Cette liste n’a pas de fin ! Mais notre propos n’est pas de conclure à l’échec de la civilisation qui ne nous concerne pas.

Notre but est de comprendre la profondeur des recommandations de notre merveilleuse Torah !

Notre Paracha nous a gratifiés d’un “petit” verset tout simple qui nous indique la voie de la vraie santé mentale. En évitant de nous égarer dans toutes les spéculations intellectuelles qui n’ont qu’un temps, nous protégeons notre esprit, et “gardons la tête claire” face aux “vents et marées”.

Rav Zalman Sorotskin (Oznaïm LaTorah, 19,4) souligne que ce verset est précédé de l’appel (19,2) : “Soyez Kedochim, car Je suis Kadoch, Moi Hachem votre Dieu !”. Même à un homme au seuil de la “dérive”, auquel il faut dire “ne vous tournez pas vers les fausses divinités !”, même à lui, Hachem adresse l’appel “Kedochim tihyou !” (Soyez Kedochim). Tant que la dernière étincelle de contact avec Hachem n’est pas éteinte, Hachem lui dit “car Je suis Kadoch, Moi Hachem votre Dieu !”.

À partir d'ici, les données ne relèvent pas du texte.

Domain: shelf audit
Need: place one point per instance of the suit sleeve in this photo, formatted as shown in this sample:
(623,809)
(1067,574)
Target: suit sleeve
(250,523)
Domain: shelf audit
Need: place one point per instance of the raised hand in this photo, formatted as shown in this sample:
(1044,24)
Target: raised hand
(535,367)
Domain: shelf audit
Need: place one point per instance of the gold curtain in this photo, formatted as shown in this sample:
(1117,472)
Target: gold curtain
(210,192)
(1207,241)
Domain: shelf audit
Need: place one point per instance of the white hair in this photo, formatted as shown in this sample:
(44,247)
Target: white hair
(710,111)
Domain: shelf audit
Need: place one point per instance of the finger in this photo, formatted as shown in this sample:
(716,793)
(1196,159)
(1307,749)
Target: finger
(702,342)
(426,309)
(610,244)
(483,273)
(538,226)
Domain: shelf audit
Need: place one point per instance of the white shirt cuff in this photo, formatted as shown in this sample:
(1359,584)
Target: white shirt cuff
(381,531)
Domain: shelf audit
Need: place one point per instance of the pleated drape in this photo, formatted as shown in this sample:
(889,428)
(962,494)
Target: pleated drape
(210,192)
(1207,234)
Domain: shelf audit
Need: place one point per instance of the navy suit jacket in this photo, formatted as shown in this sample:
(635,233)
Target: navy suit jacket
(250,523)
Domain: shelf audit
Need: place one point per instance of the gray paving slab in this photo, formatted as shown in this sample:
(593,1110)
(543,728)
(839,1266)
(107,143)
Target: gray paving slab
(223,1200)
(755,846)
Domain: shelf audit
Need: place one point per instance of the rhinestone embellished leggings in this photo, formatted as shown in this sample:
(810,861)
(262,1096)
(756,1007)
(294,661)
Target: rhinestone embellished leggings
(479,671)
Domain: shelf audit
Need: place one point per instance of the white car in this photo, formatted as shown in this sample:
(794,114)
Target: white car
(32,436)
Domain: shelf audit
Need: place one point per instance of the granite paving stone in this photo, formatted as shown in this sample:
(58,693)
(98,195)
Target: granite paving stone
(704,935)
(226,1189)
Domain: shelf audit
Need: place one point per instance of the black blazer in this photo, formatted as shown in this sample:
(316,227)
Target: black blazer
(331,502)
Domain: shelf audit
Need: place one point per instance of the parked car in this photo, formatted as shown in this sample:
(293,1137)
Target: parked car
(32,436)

Le Monde créé par Hachem a pour objectif l’aboutissement de l’humanité entière à la reconnaissance de Hachem. La mission de notre Peuple consiste à être les “ambassadeurs” de Hachem pour rendre cette notion perceptible à tous.

Face à nos frères égarés, et face à l’ensemble de l’humanité, notre rôle est d’être la “vitrine” de cette conscience, sans conférences ou prosélytisme de quelque sorte que ce soit.

La Kedoucha que nous dicte la Paracha Kedochim, au centre du Séfer Vayikra, reflète la perfection d’une vie de “bon sens” permanent.

שבת שלום !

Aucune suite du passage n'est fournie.